Army soldiers in larger numbers were deployed in the Sri Lankan capital yesterday ahead of a march in memory of a Tamil lawmaker assassinated last week by unidentified gunmen.
The National Anti-War Front -- a coalition of 120 civic groups, human rights organizations and opposition political parties -- also called for a shutdown of Colombo yesterday to protest increasing violence in the country.
"We have already called in the army to help us in case there is a security need," police spokesman Rienzie Perera said, as traffic police closed some roads in the city.
PHOTO: AFP
Nadaraja Raviraj, a lawmaker from the pro-rebel Tamil National Alliance party, was assassinated and his bodyguard also killed in Colombo on Friday.

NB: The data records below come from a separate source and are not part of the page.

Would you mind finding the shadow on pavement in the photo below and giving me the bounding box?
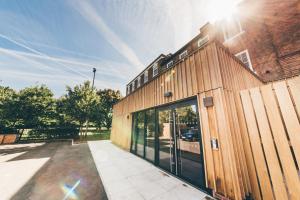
[1,141,107,200]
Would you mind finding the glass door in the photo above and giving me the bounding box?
[174,104,205,187]
[158,109,175,173]
[157,101,205,188]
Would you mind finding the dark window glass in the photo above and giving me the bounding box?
[145,110,155,162]
[131,113,138,153]
[158,110,174,172]
[136,112,145,156]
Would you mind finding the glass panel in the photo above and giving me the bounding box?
[131,113,137,153]
[175,105,204,186]
[145,110,155,162]
[136,112,145,156]
[158,110,173,172]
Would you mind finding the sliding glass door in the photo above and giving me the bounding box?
[131,100,205,188]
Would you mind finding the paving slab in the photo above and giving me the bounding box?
[88,140,212,200]
[0,141,107,200]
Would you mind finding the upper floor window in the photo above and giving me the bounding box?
[235,49,253,71]
[127,85,130,94]
[167,60,174,68]
[136,76,141,87]
[179,50,187,59]
[198,35,209,47]
[144,70,148,83]
[223,19,244,41]
[132,81,135,91]
[153,63,158,77]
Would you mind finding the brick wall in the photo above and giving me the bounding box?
[216,0,300,81]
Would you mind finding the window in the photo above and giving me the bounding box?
[137,76,141,88]
[167,60,173,68]
[153,63,158,77]
[145,109,155,162]
[131,112,145,156]
[144,70,148,83]
[132,81,135,91]
[179,50,187,59]
[127,85,130,94]
[235,49,253,70]
[223,19,244,41]
[198,35,209,47]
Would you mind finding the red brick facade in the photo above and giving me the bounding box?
[216,0,300,81]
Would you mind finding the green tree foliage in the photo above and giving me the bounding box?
[97,89,121,129]
[18,85,56,128]
[0,81,121,141]
[0,86,21,129]
[61,81,100,134]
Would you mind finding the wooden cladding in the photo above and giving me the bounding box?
[114,43,262,115]
[111,42,263,199]
[239,77,300,199]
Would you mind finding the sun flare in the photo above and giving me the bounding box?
[207,0,240,23]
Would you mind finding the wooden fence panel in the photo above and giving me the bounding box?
[240,77,300,200]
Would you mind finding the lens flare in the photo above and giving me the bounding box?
[62,180,80,200]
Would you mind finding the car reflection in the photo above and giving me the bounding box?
[180,129,199,142]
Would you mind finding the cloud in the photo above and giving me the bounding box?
[72,0,144,70]
[0,33,89,78]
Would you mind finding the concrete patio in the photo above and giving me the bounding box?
[88,141,212,200]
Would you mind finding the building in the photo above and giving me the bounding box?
[111,1,300,200]
[111,39,262,199]
[126,0,300,94]
[216,0,300,81]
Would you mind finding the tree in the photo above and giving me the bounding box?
[0,86,20,130]
[18,85,56,138]
[97,89,121,129]
[61,81,100,138]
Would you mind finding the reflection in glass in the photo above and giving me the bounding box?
[145,109,155,162]
[158,110,173,172]
[136,112,145,156]
[175,105,204,186]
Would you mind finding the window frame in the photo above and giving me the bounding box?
[132,80,135,92]
[167,60,174,69]
[234,49,253,71]
[144,70,149,83]
[197,35,209,47]
[136,76,142,88]
[179,49,188,59]
[152,63,158,77]
[222,17,245,42]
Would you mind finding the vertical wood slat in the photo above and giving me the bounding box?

The Tamil party has blamed the government for the killing -- an accusation the administration has denied.
March organizers said the procession with Raviraj's body will culminate in a mass gathering at a popular city park.
Many fear that attacks and killings, which have been occurring on an almost daily basis, are driving the country back toward full-scale war, though the government and Tamil Tigers both say a 2002 ceasefire, which had halted two decades of civil war, is still in place.

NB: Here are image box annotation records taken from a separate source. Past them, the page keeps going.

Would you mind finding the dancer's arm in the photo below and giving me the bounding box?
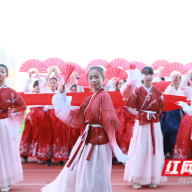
[101,95,129,163]
[24,72,32,94]
[52,89,86,128]
[120,69,143,108]
[7,90,26,138]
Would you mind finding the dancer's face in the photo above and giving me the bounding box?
[118,79,125,89]
[71,87,77,92]
[34,85,40,93]
[0,66,8,82]
[143,73,153,85]
[88,69,104,92]
[172,74,181,84]
[49,79,57,92]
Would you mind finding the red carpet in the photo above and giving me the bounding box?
[11,136,192,192]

A dispute continued to simmer yesterday over how the lawmaker's body would be taken home. His family and a pro-rebel party want the government to open the key A-9 highway so Raviraj's body can be driven to his hometown of Chavakachcheri in northern Jaffna peninsula.

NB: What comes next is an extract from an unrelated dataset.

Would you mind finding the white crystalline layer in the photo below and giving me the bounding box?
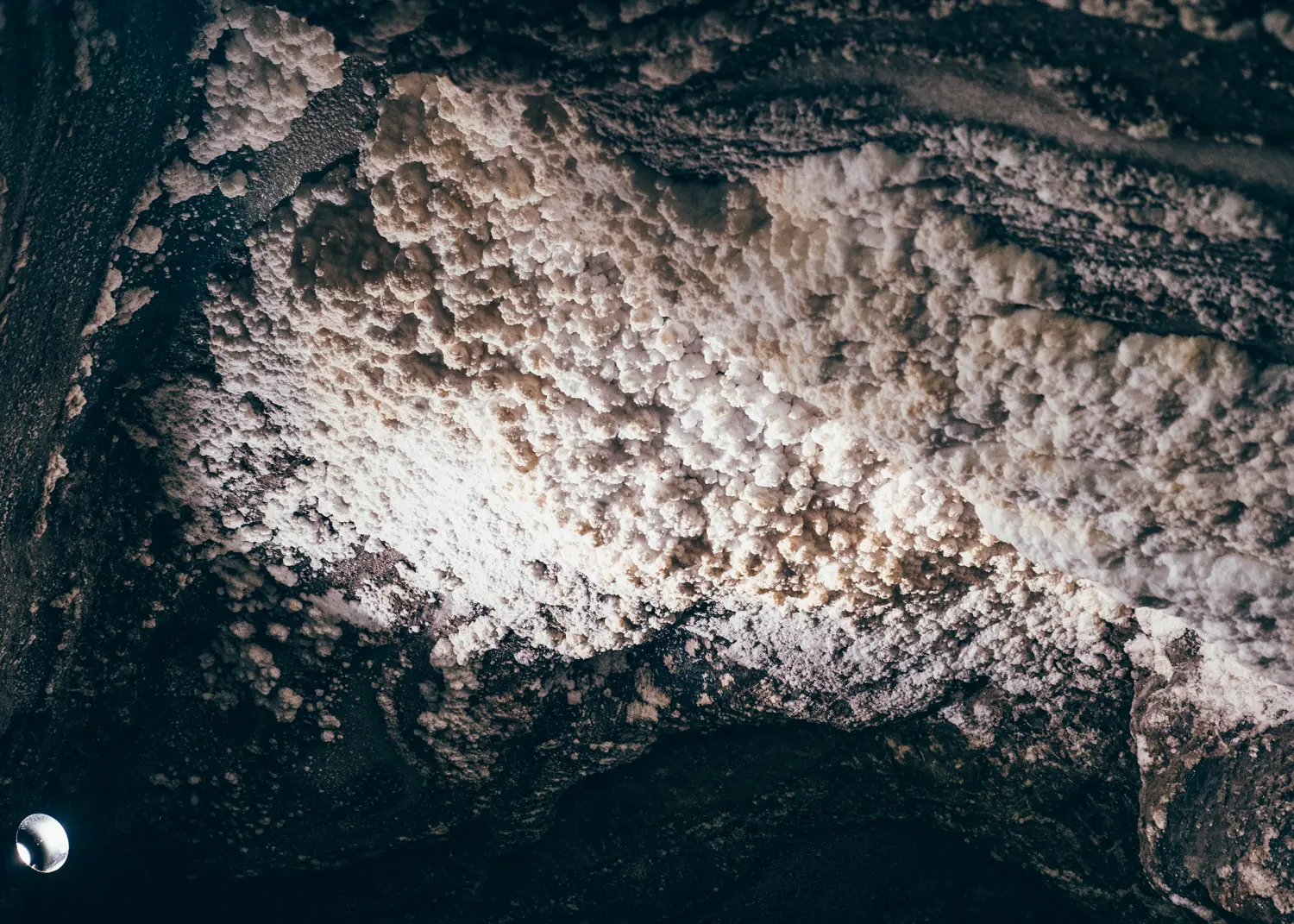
[189,3,342,163]
[160,75,1294,681]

The government has refused to reopen the vital artery that links the country's south to the rebel-controlled north, saying it would allow the guerrillas to transport weapons and fighters. The government closed down the highway on Aug. 11 after rebels attacked a military checkpoint.
"Interested parties should not make the opening of the A-9 road an issue for narrow political gain," chief government spokesman Keheliya Rambukwella said.
The government has said that it was willing to fly Raviraj's body to Jaffna for cremation, but the family and his party have yet to agree.
The cremation is scheduled for tomorrow.
The failure of talks on reopening the key road led to the collapse of peace talks in Switzerland last month aimed at salvaging the 2002 ceasefire.
Meanwhile, the military yesterday accused the Tamil Tiger rebels of killing two Tamil civilians -- aged 15 and 21 -- in Jaffna on Sunday. The motive behind the killings was not immediately known.
The Tamil Tigers began fighting in 1983 in a bid to carve out a separate homeland in the country's north and east for the minority Tamils, who cite discrimination by the ethnic Sinhalese majority.